The desire to attribute masterworks to specific painters is difficult to resist, particularly in the fifteenth century, when so many Tibetan masters began to sign their work. An informative inscription allows Singer to identify the patron of a thangka depicting the elephant-headed Ganapati (cat.49) as Peljor Sangpo, a political appointee at Shigatse during the late fourteenth through early fifteenth centuries and one of the chief patrons of Tsongkhapa’s disciple, Gedun Drup (1391-1447), posthumously named the First Dalai Lama. Speculating on this connection, she leads the reader to the greatest painter of the period, Menla Dondrub (fl. 1450s-1470s), legendary founder of the Menri School and close associate of the First Dalai Lama. This attribution, while unverifiable, is plausible, because textual sources (if not any surviving works) record that Menla Dondrub was instrumental in bringing together Indian, Chinese, Nepalese, and Tibetan styles into the graceful synthesis of original vision and historical sources the Ganapati embodies.
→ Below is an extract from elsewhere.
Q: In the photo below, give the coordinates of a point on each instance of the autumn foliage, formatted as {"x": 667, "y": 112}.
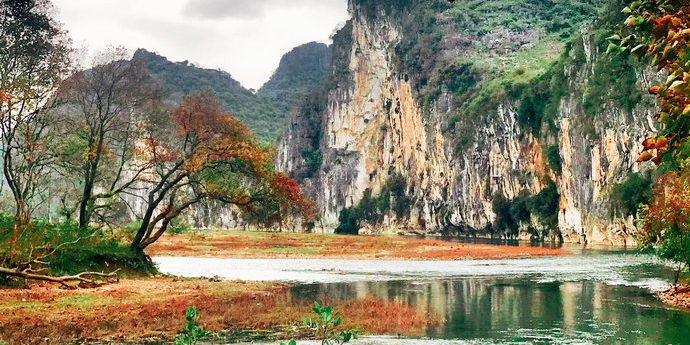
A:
{"x": 211, "y": 155}
{"x": 661, "y": 33}
{"x": 667, "y": 218}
Intended for an audience of educated museum visitors, Sacred Visions does not claim to be a theoretical work. However, like an increasing number of exhibition catalogues, it deserves a long shelf life in part because it does not promote a specific theoretical or missionizing agenda. Moreover, its gorgeous production values and a high standard of accessible scholarship make it a lasting resource. Tibetan terms are simplified to approximate their spoken forms, so the text is not riddled with the unpronounceable, if accurate transcriptions of Classical Tibetan that make reading or remembering anything about Tibet so difficult for the amateur. A glossary citing full transcriptions would have been useful, however). References are mostly to sources in English, rather than to primary texts. Finally, Kossak and Singer do not question the permissibility of discussing early Tibetan painting without first apologizing for an explicitly art-historical perspective. This may be a dangerous position to assume these days outside the curatorial world, but its benefit is to reveal Tibetan painting as part of real, lived human experience, born out of a complex interweaving of several distinct traditions, rather than as a glamorized, but ultimately alien other.